Abstract
Endoscopic septoplasty has advantage of magnified image and access to posterior part of the septum. Synechiae formation is a common complication of this procedure. The incidence of adhesions rises particularly in cases of submucosal flap tears which is sometimes unavoidable during spurectomy. Various procedures like septal splints, nasal packings have been tried to reduce the incidence of adhesions. Recently mitomycin-C is being tried to decrease post operative adhesions after Functional Endoscopic Sinus Surgery, endoscopic Dacrocystorhinostomy, with varying degree of success. Mitomycin-C has got anti fibroblastic activity, which inhibits the fibroblasts without hampering epithelization. Eighty (80) Patients undergoing septoplasty and spurectomy were observed for any submucosal flap tear, and those developing flap tear were included in the study. The patients were divided into 2 groups of 40 each. In group-1 topical mitomycin (0.4 mg/ml) was applied at the raw area for 5 min, similarly normal saline was applied in group-2 (control).The aim of study was to evaluate the role of mitomycin-C in preventing post operative adhesions in Endoscopic septoplasty. Adhesion rate was calculated at 1 month, and compared using Chi square test. P value < 0.05 was considered significant. The adhesion rate at 1 month was 17.5% in group-1 and 45% in group-2 (P = 0.008).
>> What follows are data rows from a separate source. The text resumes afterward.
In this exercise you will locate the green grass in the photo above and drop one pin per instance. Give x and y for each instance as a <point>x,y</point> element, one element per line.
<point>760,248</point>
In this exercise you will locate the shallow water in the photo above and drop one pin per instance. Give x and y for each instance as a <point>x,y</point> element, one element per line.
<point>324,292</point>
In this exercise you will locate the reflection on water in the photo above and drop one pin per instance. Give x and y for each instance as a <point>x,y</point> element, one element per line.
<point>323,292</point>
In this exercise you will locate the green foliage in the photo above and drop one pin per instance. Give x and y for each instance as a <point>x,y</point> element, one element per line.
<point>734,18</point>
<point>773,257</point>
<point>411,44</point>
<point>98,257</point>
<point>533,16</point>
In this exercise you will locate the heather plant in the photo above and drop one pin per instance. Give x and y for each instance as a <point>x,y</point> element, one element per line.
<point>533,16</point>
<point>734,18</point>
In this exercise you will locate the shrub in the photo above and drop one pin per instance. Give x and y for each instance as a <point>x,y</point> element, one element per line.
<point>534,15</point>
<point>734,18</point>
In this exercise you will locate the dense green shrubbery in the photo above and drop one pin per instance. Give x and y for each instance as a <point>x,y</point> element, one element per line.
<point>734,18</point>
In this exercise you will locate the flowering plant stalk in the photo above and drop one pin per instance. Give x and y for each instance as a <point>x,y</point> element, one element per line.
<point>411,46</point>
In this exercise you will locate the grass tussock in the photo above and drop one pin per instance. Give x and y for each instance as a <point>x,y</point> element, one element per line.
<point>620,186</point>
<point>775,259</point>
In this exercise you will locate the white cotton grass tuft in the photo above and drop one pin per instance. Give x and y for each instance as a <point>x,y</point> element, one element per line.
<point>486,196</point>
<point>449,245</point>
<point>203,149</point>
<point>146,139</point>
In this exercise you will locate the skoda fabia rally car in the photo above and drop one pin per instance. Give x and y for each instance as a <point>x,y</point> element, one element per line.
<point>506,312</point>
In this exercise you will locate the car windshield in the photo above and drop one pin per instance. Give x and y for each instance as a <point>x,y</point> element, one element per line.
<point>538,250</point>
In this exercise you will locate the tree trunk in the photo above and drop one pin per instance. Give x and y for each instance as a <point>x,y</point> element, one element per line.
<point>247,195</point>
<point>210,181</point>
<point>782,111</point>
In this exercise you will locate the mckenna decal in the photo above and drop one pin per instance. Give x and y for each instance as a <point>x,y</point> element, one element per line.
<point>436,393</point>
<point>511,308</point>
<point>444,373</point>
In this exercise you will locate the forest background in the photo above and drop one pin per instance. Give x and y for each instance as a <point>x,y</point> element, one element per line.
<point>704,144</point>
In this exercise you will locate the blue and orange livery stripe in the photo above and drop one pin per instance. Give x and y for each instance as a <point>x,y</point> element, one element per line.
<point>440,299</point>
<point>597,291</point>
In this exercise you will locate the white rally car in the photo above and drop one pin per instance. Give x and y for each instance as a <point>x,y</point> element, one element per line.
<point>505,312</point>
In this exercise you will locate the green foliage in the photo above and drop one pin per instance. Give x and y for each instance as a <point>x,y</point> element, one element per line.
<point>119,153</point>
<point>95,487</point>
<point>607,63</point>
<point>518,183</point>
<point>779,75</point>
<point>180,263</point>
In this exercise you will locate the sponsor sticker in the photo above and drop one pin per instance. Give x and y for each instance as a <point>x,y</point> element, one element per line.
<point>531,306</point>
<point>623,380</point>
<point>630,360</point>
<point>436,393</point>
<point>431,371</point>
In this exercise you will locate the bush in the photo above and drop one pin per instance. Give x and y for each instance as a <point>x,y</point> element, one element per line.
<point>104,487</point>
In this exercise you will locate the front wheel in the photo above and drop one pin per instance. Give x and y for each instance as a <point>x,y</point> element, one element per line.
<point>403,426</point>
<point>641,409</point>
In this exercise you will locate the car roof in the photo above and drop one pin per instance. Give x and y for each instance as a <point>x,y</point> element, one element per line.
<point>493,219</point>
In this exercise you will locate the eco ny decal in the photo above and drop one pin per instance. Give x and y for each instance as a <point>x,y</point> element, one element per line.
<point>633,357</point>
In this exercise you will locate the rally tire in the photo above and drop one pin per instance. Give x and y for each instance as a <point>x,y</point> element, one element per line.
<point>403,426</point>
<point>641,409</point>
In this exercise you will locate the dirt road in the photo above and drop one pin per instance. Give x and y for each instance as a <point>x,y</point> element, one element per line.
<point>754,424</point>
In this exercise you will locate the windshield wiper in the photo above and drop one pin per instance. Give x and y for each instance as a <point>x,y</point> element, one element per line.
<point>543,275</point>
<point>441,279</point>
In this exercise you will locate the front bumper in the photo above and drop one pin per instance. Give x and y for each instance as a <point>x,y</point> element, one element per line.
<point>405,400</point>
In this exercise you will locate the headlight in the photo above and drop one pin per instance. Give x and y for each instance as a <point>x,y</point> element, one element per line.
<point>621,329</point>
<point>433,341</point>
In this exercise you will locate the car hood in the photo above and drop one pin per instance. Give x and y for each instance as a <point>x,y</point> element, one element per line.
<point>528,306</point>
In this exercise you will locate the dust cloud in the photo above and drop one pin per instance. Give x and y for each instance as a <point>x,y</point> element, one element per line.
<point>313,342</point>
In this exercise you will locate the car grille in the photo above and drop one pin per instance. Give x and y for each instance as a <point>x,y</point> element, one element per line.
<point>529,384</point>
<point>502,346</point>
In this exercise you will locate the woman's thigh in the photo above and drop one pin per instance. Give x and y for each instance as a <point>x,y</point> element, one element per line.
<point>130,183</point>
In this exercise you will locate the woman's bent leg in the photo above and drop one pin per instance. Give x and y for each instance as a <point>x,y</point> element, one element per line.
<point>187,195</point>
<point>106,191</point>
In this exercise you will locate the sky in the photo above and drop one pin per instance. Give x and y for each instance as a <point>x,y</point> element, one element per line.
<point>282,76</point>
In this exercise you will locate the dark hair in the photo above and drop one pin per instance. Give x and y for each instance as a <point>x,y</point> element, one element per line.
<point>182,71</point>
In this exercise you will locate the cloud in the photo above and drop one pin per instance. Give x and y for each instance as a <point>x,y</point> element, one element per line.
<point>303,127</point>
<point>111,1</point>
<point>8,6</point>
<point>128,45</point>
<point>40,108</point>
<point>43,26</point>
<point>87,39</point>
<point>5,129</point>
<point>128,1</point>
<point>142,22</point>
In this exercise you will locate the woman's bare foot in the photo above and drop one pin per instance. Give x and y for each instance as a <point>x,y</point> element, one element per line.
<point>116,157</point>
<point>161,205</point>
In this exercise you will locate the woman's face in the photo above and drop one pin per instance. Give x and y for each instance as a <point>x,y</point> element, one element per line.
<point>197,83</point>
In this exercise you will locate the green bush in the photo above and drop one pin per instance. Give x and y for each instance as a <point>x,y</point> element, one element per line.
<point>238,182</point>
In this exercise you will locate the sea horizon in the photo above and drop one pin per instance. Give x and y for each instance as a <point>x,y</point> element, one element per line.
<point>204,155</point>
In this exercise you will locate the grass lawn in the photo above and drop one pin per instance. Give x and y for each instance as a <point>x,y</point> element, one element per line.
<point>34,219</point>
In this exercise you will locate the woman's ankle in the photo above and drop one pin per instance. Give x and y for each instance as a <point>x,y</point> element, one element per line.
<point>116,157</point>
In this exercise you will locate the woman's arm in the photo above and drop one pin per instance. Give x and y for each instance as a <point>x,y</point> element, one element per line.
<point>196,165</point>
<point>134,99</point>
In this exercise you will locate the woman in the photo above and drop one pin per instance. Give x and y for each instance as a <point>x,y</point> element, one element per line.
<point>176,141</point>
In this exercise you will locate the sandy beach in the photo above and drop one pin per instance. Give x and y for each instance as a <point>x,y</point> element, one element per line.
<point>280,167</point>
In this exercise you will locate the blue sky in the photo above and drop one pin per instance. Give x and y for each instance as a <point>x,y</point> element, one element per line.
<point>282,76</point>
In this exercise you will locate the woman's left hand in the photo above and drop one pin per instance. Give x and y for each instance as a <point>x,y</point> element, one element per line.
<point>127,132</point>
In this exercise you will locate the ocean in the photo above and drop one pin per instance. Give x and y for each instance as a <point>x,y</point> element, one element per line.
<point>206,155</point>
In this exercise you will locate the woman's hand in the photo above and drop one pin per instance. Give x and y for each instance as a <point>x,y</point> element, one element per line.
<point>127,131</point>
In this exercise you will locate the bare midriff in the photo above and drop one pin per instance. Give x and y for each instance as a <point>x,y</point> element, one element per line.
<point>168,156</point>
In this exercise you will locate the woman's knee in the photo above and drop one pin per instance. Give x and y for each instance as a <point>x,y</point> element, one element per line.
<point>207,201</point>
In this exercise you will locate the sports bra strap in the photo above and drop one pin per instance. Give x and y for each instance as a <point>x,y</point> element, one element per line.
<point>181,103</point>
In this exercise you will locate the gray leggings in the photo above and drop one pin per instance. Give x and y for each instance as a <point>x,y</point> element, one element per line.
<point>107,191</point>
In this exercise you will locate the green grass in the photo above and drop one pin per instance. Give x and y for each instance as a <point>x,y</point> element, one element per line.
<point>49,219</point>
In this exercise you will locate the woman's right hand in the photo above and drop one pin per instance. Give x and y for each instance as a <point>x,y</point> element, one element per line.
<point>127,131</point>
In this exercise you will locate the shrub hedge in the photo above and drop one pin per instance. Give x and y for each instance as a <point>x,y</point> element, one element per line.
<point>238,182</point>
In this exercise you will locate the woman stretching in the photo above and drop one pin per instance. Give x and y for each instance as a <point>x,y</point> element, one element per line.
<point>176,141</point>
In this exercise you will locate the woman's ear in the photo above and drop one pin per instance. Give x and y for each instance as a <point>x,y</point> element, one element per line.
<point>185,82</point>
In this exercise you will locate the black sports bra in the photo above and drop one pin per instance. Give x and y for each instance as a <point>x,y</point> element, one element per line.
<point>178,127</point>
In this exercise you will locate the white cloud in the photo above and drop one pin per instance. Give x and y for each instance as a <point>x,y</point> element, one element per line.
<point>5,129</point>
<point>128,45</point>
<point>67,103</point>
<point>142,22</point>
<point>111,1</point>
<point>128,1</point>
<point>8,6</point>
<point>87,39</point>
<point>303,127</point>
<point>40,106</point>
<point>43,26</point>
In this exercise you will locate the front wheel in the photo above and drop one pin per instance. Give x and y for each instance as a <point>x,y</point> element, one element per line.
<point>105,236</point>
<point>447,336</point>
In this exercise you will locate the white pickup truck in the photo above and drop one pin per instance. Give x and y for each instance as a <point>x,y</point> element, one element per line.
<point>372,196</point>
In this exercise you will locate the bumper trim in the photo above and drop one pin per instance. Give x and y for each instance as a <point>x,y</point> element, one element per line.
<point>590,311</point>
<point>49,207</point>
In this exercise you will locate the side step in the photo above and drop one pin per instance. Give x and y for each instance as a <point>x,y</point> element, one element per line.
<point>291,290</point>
Incidence of adhesion decreased significantly in mitomycin-C treated group. Mitomycin-C can routinely be used in septoplasty to prevent post op adhesions, particularly in cases of submucosal flap tears/concurrent turbinate reduction procedures.
Keywords: Mitomycin-C, Endoscopic-septoplasty, Post-operative synechiae
Introduction
There is a high prevalence of deviated nasal septum in human population. Its prevalence varies in different races and ethnic groups. According to estimates, 80% of all nasal septums are off the center, not all being symptomatic [1]. Prevalence varies in different age groups there are studies reporting varying degrees of nasal septal deviation in newborns [2–5].
Spurs frequently occur at the junction of the quadrangular cartilage and maxillary crest or vomer. The perichondrium of the quadrangular cartilage and the periosteum of the maxillary crest are not contiguous, so the dissection in these areas can be difficult, and flap tears are sometimes unavoidable [6].
Development of intranasal adhesion has been frequent post-operative complication of intra nasal surgeries, incidence varying from 10% up to 36% [7, 8]. The adhesions occur between septum and structures on the lateral wall, mostly the inferior turbinate. Intra-operative mucoperichondrial/mucoperiosteal flap tears, concurrent turbinate resection, poor post-operative care leading to excessive crusting are high risk for synechia formation.
Septal clips were used to prevent adhesions, with varying degree of success, but they increased the comorbidities such as pain and discomfort in the post-surgical period [9].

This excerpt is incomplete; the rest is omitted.